Overview of the Chinese Consumer Sector
As the Chinese New Year (CNY) holiday approaches, from 28 January to 4 February 2025, UOB Kay Hian provides a detailed outlook on various consumer-driven sectors. Despite a subdued consumption momentum due to macroeconomic uncertainties, there are noteworthy bright spots in home appliances, Macau gaming, movies, and retail. Below is an in-depth analysis of key companies poised to benefit during this period.
Anta Sports (2020 HK)
Recommendation: BUY
Target Price: HK\$120.60
Current Price: HK\$81.50
Upside: 48.0%
Valuation: Trades at 14.6x 2025F PE compared to a target of 21.6x 2025F PE.
Anta Sports remains a key player in the sportswear market, with strong fundamentals and growth potential.

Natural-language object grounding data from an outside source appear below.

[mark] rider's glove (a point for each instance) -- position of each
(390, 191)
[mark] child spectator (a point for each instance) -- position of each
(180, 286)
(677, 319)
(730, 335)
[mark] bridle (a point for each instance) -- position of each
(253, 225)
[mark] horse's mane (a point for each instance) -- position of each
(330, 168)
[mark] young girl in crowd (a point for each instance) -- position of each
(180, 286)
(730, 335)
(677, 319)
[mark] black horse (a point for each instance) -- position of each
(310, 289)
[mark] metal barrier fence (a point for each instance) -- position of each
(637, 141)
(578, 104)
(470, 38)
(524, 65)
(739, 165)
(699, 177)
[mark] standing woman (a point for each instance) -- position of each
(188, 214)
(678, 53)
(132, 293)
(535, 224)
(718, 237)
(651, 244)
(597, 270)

The company’s robust valuation metrics and market positioning make it a top pick in the consumer sector. Its discounted valuation relative to its growth outlook positions it as a compelling investment opportunity for 2025.
Haier Smart Home (6690 HK)
Recommendation: BUY
Target Price: HK\$42.00
Current Price: HK\$25.45
Upside: 65.0%
Valuation: Trades at 9.7x 2025F PE compared to a target of 16.0x 2025F PE.

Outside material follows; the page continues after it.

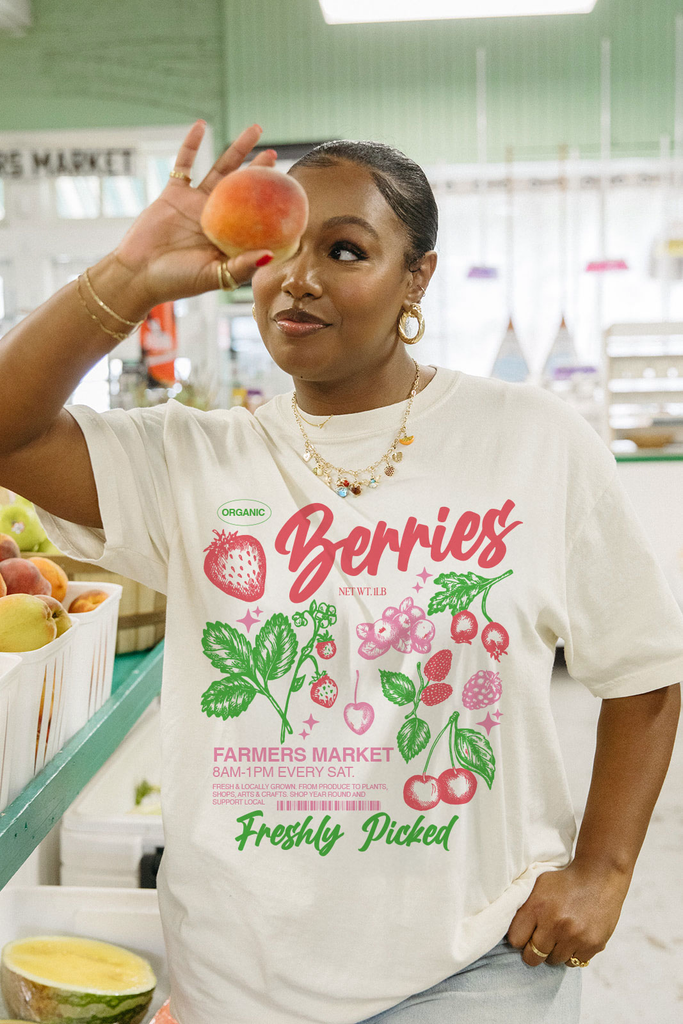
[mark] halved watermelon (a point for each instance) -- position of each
(69, 980)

Haier’s domestic strategy is bolstered by the success of the enhanced home appliance trade-in program, which has driven the sale of over 1.037 million units across 12 categories. Internationally, the company is well-insulated from potential tariff hikes, with 60% of its U.S. product sales locally produced and another 20-30% sourced from Mexico. Haier’s focus on subsidies and penetration into lower-tier cities is expected to drive domestic and global growth, making it a strong buy recommendation.
Mengniu Dairy (2319 HK)
Recommendation: BUY
Target Price: HK\$23.50
Current Price: HK\$15.50
Upside: 51.6%
Valuation: Trades at 10.5x 2025F PE compared to a target of 16.0x 2025F PE.
Mengniu’s strong market position and innovative product offerings make it a beneficiary of rising consumer demand for dairy products. Its growth trajectory is supported by favorable consumption trends during the festive season, adding to its appeal as a strategic investment.
Midea (000333 CH)
Recommendation: BUY
Target Price: Rmb106.50
Current Price: Rmb72.82
Upside: 46.3%
Valuation: Trades at 11.7x 2025F PE compared to a target of 17.2x 2025F PE.

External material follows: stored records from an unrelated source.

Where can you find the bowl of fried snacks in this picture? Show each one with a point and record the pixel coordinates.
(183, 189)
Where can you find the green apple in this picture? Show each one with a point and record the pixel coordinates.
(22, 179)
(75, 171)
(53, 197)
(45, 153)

Midea stands out as a leader in home appliances, benefiting from favorable national subsidy programs and increasing penetration in lower-tier cities. The company’s strong market presence and operational efficiency make it a top pick for investors looking for stable returns.
Miniso (MNSO US)
Recommendation: BUY
Target Price: US\$31.00
Current Price: US\$22.19
Upside: 39.7%
Valuation: Trades at 14.4x 2025F PE compared to a target of 20.1x 2025F PE.
Miniso is poised to capitalize on increased gifting demand during CNY. Its acquisition of Yonghui’s stake further strengthens its ability to meet consumer preferences for private-label products. Recent store revamps in Shanghai and Fuzhou have shown significant growth, with customer transaction values and foot traffic surging. This positions Miniso as a key beneficiary of the festive spending surge.
Sands China (1928 HK)
Recommendation: BUY
Target Price: HK\$28.60
Current Price: HK\$18.04
Upside: 58.5%
Valuation: Trades at 8.1x 2025F EV/EBITDA compared to a target of 12.0x 2025F EV/EBITDA.
Sands China is expected to benefit significantly from the Chinese government’s relaxed travel policies and diverted tourism demand from Thailand. With Macau’s hotel occupancy rates anticipated to exceed 90% during CNY, Sands China’s Venetian Hotel has seen full bookings for most of the holiday period. Additionally, room rates have surged, ranging from MOP1,500 to MOP4,300. This strong demand positions Sands China as a clear leader in the Macau gaming and hospitality sector.